Есть и другие различия. Беньяминовское «Произведение искусства в эпоху его технической воспроизводимости» исполнено почти безумных надежд на революционный потенциал новых форм массового искусства, особенно кино{302}. «О джазе», написанная Адорно под псевдонимом Гектор Ротвейлер, представляет собой набор злобных нападок на новый вид музыки, к которому он испытывал отвращение, считая его ярким воплощением катастрофы искусства, превращенного капитализмом в товар{303}.
Оба текста – это неомарксистская критика массовой культуры, а значит – противоядие от снобистских консервативных иеремиад, преобладавших тогда так же, как и сейчас. По воспитанию и темпераменту оба автора были культурными бунтарями. Тем не менее едва ли вы найдете в каком-либо из этих текстов снобизм Пруста, пренебрежение к массовому культурному производству Хаксли, презрение Д.Г. Лоуренса к популярным развлечениям. Никто из них двоих не видит в описываемых ими формах искусства повода для шпенглерианского плача о закате Европы. Не стремились они проклинать и варварское настоящее, противопоставляя его славному прошлому.

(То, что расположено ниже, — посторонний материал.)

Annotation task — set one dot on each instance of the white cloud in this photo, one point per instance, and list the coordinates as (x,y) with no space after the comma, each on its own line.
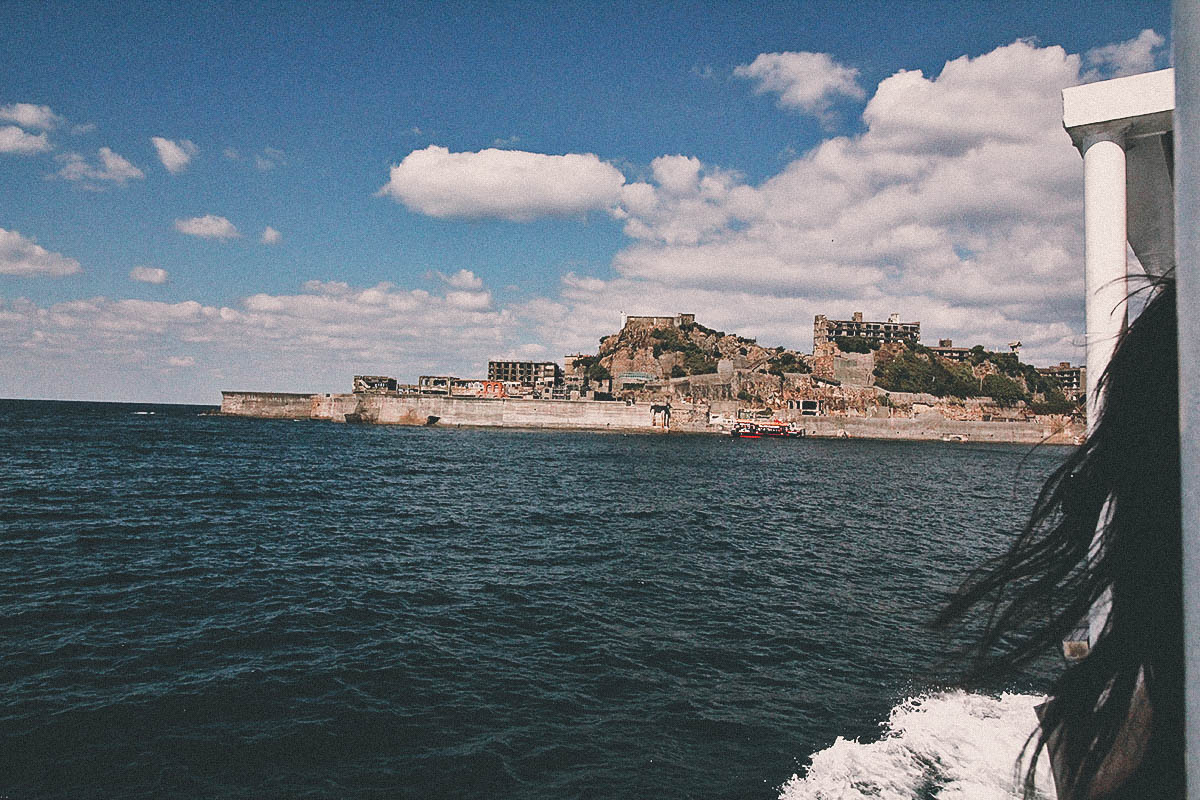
(805,82)
(503,184)
(112,168)
(13,139)
(208,227)
(29,115)
(462,280)
(1138,54)
(23,256)
(958,206)
(148,275)
(174,155)
(311,341)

Оба очерка были написаны в неопределенности изгнания: Беньямин находился в Париже, Адорно – третий год в Оксфорде, и будущее обещало им обоим отъезд из Европы. В итоге фашизм, подобно привидению, стоял за спиной обоих авторов, пока они писали эти тексты. Критика джазовой музыки Адорно беспокоили военные марши, которые он слышал в ее синкопированных ритмах; для Беньямина же фашизм был прямой и явной угрозой, и коммунизму следовало ответить на нее политизацией искусства. Беньямин, похоже, понимал, что отчаяние, вызванное массовой культурой, обедняющей человеческий опыт, является непозволительной роскошью во времена, когда нужно атаковать фашизм. Отчаяние от оскудения человеческого опыта в результате нашего «неумелого применения техники», выраженное им в очерке «Эдуард Фукс, коллекционер и историк», теперь было оставлено. Вместо него появились полные надежды размышления о том, как новые технологические формы искусства, в частности кино, смогут произвести революцию в человеческом восприятии, сделав его возможно более устойчивым к фашизму. Даже надвигающаяся машина Голливуда не могла раздавить его мечты о кино. Его беспокоил культ кинозвезд, основанный на фальшивом обаянии личности и товарном фетишизме, но все это только между прочим: в основном большая часть его знаменитого эссе идет вразрез со ставшей притчей во языцех негативностью Франкфуртской школы. «Произведение искусства в эпоху его технической воспроизводимости» начинается с идеи, что в конце XIX века наступил переломный момент в отношениях искусства и техники: «На рубеже XIX и XX веков средства технической репродукции достигли уровня, находясь на котором они не только начали превращать в свой объект всю совокупность имеющихся произведений искусства и серьезнейшим образом изменять их воздействие на публику, но и заняли самостоятельное место среди видов художественной деятельности. Для изучения достигнутого уровня нет ничего плодотворнее анализа того, каким образом два характерных для него явления – художественная репродукция и киноискусство – оказывают обратное воздействие на искусство в его традиционной форме».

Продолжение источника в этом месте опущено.